En los últimos tiempos el Ejecutivo, a todo nivel, se ha preocupado más por aumentar la burocracia para poder dar cabida a un clientelismo abusivo, y es así como abundan los altos comisionados, las agencias, los vicealcaldes, etc. llegando a los extremos de que, como decía Marañas: “Hay subsecretarios de subsecretarios” y habiendo ministros, hay viceministros, comisionados etc. Y de “aquello (buena gestión, buena administración, buena ejecución) nada”.

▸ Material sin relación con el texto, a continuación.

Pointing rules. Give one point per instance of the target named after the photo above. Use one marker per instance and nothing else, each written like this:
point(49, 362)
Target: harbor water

A nivel local se cumple mucho el dicho de que “cada alcalde manda su año” y en los últimos tiempos, cada uno aparece con su embeleco: Recientemente el de los Parque biblioteca, los Colegios de Calidad (sin calidad en la construcción) y las Pirámides de la Oriental, se pasó al “Puente más largo” (sin calidad en la movilidad) y ahora el Puente de la Madre Laura “el más ancho” y “Jardinera” Botánica del Río. Se pone de relieve que no hay ninguna Planeación a largo plazo y, si la hubo alguna vez, no tuvo continuidad como en el caso del corredor Multimodal del Río.


Respecto al Puente de la Madre Laura existen muchas reservas porque, entre otras cosas, con el diseño que ha trascendido, se entierra, de una vez por todas, la Avenida Regional, proyectada hace muchos años en dicha zona. 


En cuanto al proyectado Jardín Botánico del Río, existen demasiadas objeciones de índole técnica, económica y práctica, que parecen ser ignoradas.


Finalmente, volviendo a los constructores, cabe recordar la sabia fábula de los tres cerditos. Dos de ellos construyeron con materiales no aplicables y técnicas obsoletas y el tercero  lo hizo aplicando la buena práctica de la construcción. Cuando vino la solicitación, exigencia o carga, en forma del Lobo Feroz, las dos primeras construcciones colapsaron y la tercera resistió los embates de la fiera. 


¡Nos llegó la hora de ser serios y responsables a todo nivel!